84 - İlerideki kuşaklar arasında doğruluğun sözcüsü olmamı nasip eyle.

85 - Beni bol nimetli cennette sürekli kalanlardan eyle.

86 - Babamı affeyle. Çünkü o sapıklardandır.

87 - İnsanların yeniden dirilecekleri gün beni mahcup etme.

88 - Ki, o gün, insana ne malı ve ne de evlatları yarar sağlamaz.

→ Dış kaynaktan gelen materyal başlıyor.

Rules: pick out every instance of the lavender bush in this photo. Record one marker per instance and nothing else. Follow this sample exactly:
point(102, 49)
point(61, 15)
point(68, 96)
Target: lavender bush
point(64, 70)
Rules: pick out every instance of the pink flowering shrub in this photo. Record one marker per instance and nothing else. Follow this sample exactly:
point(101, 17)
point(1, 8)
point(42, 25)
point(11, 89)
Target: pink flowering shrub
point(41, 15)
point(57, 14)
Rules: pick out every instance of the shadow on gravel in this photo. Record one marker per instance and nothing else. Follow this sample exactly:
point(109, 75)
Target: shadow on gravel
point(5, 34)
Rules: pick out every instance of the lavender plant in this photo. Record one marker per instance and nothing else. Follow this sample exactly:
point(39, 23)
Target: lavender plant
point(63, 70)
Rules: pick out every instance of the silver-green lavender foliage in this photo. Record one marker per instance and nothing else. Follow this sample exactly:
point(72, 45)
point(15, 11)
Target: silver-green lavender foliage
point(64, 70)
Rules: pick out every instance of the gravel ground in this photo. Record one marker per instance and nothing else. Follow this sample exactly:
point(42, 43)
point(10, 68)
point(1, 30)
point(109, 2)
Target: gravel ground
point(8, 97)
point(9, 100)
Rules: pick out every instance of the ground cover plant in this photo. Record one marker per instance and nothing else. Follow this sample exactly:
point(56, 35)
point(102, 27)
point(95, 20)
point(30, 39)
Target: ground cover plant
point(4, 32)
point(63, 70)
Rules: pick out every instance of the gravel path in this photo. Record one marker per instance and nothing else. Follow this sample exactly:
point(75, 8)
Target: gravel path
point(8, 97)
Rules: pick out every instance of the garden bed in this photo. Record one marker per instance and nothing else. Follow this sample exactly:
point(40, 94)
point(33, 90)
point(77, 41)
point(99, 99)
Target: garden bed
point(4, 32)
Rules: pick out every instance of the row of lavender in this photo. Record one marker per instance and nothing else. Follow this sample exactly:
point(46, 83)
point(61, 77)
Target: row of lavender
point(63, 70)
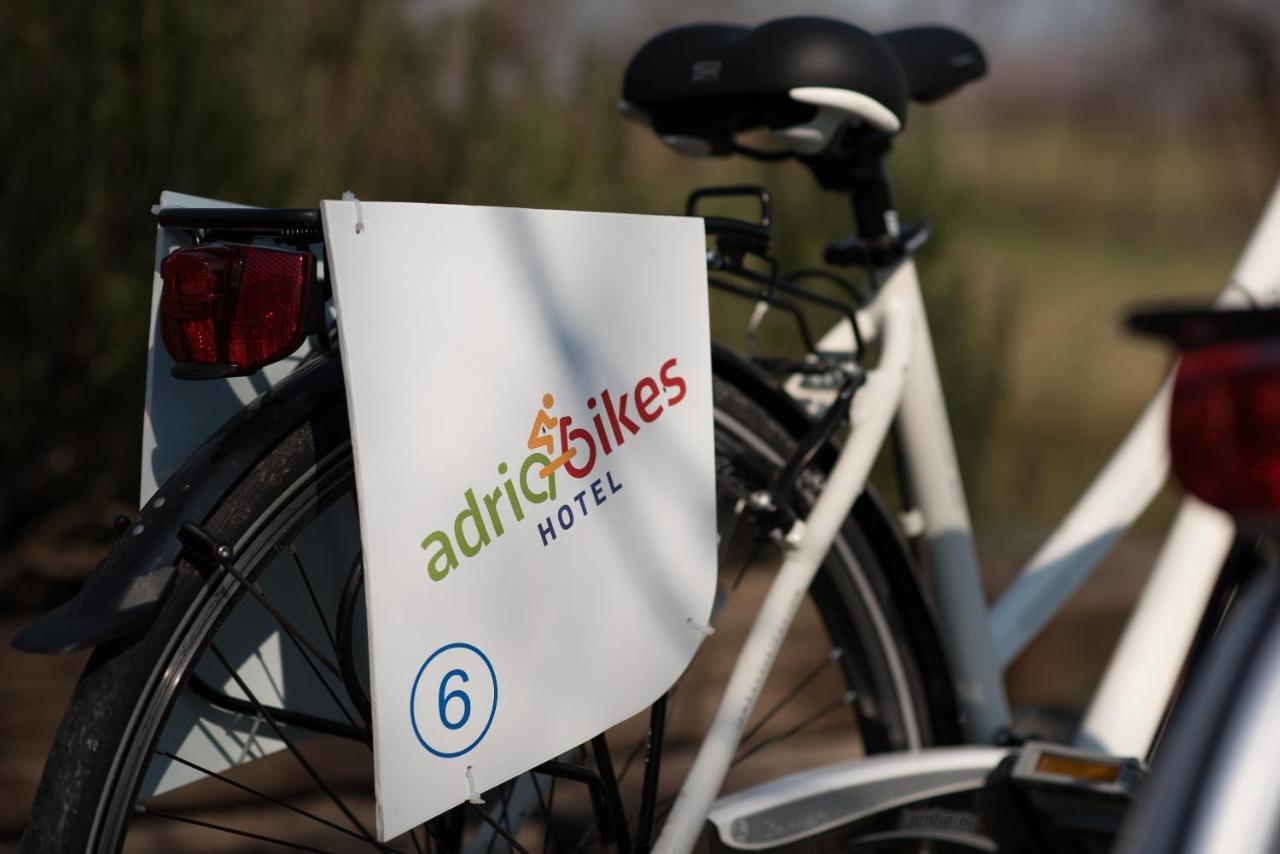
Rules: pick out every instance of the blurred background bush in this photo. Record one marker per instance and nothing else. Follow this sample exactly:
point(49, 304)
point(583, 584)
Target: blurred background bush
point(1116, 153)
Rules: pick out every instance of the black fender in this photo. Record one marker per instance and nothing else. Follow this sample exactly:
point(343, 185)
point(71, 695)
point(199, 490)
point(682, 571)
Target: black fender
point(126, 589)
point(880, 531)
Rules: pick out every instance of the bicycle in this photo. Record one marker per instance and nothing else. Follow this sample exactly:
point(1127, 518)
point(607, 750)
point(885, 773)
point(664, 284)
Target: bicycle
point(229, 534)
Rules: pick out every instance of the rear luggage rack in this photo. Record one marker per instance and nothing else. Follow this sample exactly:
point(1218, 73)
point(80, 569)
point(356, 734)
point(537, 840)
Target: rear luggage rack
point(288, 224)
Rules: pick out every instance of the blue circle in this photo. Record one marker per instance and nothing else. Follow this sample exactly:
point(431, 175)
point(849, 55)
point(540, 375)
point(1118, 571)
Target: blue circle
point(493, 709)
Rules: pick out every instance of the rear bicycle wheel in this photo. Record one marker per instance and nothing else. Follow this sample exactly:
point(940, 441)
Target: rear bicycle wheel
point(228, 724)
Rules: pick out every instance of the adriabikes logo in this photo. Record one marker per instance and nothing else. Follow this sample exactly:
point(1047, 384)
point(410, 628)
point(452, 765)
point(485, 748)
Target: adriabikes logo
point(557, 443)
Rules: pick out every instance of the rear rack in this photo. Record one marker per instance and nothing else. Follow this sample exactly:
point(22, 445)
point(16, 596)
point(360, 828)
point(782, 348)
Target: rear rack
point(289, 224)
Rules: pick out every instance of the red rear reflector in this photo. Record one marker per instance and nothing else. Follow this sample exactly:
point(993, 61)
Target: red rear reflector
point(232, 306)
point(1224, 427)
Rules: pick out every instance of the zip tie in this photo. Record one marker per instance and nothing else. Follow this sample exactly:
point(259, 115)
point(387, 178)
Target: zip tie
point(360, 213)
point(705, 631)
point(472, 795)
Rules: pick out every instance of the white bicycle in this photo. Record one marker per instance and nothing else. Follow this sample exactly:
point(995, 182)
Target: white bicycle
point(228, 703)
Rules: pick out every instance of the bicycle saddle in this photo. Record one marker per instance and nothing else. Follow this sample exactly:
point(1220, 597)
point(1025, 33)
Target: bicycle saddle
point(804, 78)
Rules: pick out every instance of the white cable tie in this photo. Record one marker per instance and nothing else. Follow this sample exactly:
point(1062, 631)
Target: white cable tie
point(705, 631)
point(360, 214)
point(472, 795)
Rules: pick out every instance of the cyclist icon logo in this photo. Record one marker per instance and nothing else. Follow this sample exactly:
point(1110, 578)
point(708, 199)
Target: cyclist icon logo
point(542, 437)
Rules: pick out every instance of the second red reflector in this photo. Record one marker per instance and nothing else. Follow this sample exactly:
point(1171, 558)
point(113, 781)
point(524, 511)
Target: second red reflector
point(237, 307)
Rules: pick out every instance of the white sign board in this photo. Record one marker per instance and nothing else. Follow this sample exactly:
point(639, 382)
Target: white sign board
point(531, 412)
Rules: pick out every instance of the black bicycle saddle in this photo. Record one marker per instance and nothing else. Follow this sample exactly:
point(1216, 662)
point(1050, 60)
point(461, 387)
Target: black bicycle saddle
point(699, 85)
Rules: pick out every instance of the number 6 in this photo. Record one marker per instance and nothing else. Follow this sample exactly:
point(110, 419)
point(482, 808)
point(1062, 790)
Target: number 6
point(455, 694)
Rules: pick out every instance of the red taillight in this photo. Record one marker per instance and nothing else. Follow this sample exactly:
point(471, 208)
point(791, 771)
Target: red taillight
point(237, 307)
point(1225, 427)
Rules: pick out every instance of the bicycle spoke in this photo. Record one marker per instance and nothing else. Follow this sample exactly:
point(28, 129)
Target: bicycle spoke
point(234, 831)
point(833, 656)
point(324, 683)
point(412, 837)
point(268, 798)
point(315, 599)
point(745, 753)
point(499, 829)
point(289, 744)
point(604, 765)
point(504, 794)
point(256, 592)
point(548, 804)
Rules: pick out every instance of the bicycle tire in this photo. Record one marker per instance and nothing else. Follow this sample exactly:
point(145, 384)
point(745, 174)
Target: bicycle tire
point(128, 689)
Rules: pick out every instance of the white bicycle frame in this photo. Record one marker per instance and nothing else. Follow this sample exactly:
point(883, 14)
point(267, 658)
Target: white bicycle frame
point(981, 642)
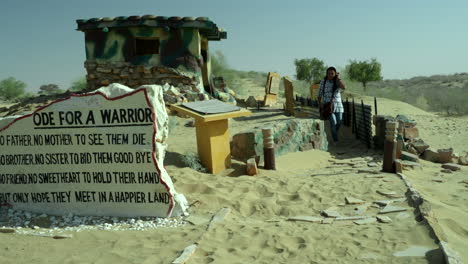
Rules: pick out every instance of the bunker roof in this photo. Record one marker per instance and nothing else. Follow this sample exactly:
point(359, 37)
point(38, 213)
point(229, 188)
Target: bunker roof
point(207, 28)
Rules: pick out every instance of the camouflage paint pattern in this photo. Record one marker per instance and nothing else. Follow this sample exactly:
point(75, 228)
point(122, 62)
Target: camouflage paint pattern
point(176, 47)
point(113, 40)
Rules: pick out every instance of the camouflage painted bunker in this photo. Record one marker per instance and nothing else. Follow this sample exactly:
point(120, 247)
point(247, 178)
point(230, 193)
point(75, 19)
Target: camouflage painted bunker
point(148, 49)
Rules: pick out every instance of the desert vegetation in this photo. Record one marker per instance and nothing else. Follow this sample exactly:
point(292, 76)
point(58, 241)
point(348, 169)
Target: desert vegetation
point(446, 94)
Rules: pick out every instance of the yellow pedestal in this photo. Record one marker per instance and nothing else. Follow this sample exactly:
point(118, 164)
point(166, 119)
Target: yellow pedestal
point(212, 133)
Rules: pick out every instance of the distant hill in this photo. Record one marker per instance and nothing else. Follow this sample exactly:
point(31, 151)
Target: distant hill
point(438, 93)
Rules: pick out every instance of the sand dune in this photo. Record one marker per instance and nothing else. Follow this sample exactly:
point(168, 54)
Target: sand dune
point(257, 230)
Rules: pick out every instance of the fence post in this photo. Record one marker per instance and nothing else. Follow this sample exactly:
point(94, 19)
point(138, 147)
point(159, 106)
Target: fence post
point(375, 105)
point(268, 149)
point(353, 119)
point(389, 148)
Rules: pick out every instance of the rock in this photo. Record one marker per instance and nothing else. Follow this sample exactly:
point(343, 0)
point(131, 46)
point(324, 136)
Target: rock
point(331, 212)
point(409, 156)
point(451, 166)
point(328, 220)
point(311, 219)
point(359, 210)
point(463, 160)
point(398, 166)
point(409, 164)
point(372, 171)
point(366, 221)
point(431, 155)
point(352, 200)
point(7, 230)
point(190, 123)
point(391, 209)
point(412, 150)
point(289, 136)
point(346, 218)
point(251, 167)
point(383, 202)
point(389, 194)
point(196, 220)
point(403, 215)
point(251, 102)
point(445, 155)
point(384, 219)
point(420, 146)
point(61, 236)
point(173, 91)
point(410, 133)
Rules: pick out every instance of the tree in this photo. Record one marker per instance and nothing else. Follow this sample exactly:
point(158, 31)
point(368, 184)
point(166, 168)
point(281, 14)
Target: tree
point(310, 70)
point(78, 85)
point(11, 88)
point(364, 71)
point(48, 89)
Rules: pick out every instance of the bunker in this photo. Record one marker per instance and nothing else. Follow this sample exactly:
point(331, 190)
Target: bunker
point(138, 50)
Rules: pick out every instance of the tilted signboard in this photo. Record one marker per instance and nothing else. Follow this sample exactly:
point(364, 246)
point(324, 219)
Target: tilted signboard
point(90, 154)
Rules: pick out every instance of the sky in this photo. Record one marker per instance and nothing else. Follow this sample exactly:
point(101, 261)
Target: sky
point(39, 43)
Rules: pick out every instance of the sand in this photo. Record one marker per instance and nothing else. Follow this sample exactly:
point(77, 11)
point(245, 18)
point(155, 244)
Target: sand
point(257, 231)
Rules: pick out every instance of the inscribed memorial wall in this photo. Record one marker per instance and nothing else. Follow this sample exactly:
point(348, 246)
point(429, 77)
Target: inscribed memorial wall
point(93, 154)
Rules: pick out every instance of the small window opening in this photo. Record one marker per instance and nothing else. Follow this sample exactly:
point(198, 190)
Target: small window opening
point(146, 46)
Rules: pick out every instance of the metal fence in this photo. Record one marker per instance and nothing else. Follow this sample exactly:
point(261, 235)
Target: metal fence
point(357, 116)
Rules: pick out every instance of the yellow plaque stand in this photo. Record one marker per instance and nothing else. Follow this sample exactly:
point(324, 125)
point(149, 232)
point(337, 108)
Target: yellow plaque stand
point(213, 137)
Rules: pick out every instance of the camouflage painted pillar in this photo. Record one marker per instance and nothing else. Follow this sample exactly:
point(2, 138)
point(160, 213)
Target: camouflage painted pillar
point(289, 94)
point(268, 149)
point(399, 139)
point(390, 148)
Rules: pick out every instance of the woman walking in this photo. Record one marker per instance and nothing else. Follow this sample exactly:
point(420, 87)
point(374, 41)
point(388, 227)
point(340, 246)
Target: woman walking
point(329, 98)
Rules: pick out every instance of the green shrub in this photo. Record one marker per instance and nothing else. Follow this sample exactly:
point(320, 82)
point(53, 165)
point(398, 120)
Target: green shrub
point(191, 160)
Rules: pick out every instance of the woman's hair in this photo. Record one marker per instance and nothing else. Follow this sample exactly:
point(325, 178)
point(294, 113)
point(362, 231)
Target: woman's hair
point(335, 85)
point(331, 68)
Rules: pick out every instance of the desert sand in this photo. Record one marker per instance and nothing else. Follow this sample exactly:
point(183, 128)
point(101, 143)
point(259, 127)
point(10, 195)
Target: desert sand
point(257, 229)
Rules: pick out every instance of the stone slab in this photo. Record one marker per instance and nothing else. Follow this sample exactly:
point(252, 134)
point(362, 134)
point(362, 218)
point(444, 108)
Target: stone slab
point(352, 200)
point(392, 209)
point(99, 153)
point(328, 220)
point(306, 218)
point(384, 219)
point(451, 166)
point(366, 221)
point(409, 156)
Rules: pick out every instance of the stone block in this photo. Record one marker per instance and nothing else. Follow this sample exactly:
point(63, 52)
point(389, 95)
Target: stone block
point(289, 136)
point(411, 132)
point(398, 166)
point(409, 156)
point(103, 70)
point(445, 155)
point(251, 167)
point(251, 102)
point(104, 82)
point(451, 166)
point(463, 160)
point(420, 146)
point(412, 150)
point(431, 155)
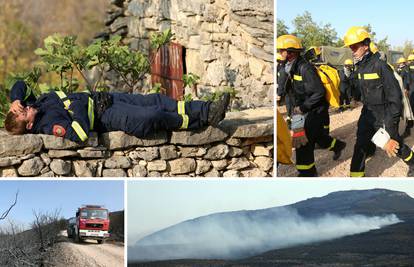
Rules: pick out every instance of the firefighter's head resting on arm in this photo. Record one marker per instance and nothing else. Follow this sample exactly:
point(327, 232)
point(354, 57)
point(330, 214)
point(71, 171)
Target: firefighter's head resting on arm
point(19, 122)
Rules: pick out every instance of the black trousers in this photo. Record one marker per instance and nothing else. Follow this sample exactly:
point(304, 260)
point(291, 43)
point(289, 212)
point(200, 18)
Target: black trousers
point(316, 134)
point(367, 127)
point(345, 96)
point(141, 115)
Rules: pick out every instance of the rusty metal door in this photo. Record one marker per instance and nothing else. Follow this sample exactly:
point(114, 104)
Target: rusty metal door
point(168, 69)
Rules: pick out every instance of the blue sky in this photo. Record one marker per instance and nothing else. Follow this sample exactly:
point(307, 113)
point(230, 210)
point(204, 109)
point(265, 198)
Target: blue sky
point(153, 205)
point(65, 195)
point(388, 18)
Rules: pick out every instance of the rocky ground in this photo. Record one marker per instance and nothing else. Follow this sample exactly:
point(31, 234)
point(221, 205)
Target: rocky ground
point(343, 126)
point(88, 253)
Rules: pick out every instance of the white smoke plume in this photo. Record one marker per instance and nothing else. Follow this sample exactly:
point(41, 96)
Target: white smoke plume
point(243, 234)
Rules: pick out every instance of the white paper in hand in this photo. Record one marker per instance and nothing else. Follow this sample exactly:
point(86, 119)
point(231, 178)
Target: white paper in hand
point(380, 138)
point(298, 121)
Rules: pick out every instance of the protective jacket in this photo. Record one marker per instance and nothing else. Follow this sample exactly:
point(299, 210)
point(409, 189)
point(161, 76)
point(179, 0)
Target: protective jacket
point(52, 116)
point(380, 92)
point(309, 92)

89 - Yalnız temiz kalple Allah'ın huzuruna gelen kurtulur

Bütün bir duanın içinde yeryüzünün, dünyanın nimetlerinden hiçbiri yer almıyor. Hatta vücut sağlığı bile. Bu yüce ufuklara yönelen bir duadır. Arınmış duygular onu harekete itmektedir. Allah'ı tanıyan ve bu nedenle onun dışındaki her şeyi değersiz, basit gören verdiklerinin tadını damağında hissettiği için daha fazlasını isteyen, tadına vardığı ve dilediği ölçüde korku ve ümit halı içinde derinleşen bir kalbin duasıdır.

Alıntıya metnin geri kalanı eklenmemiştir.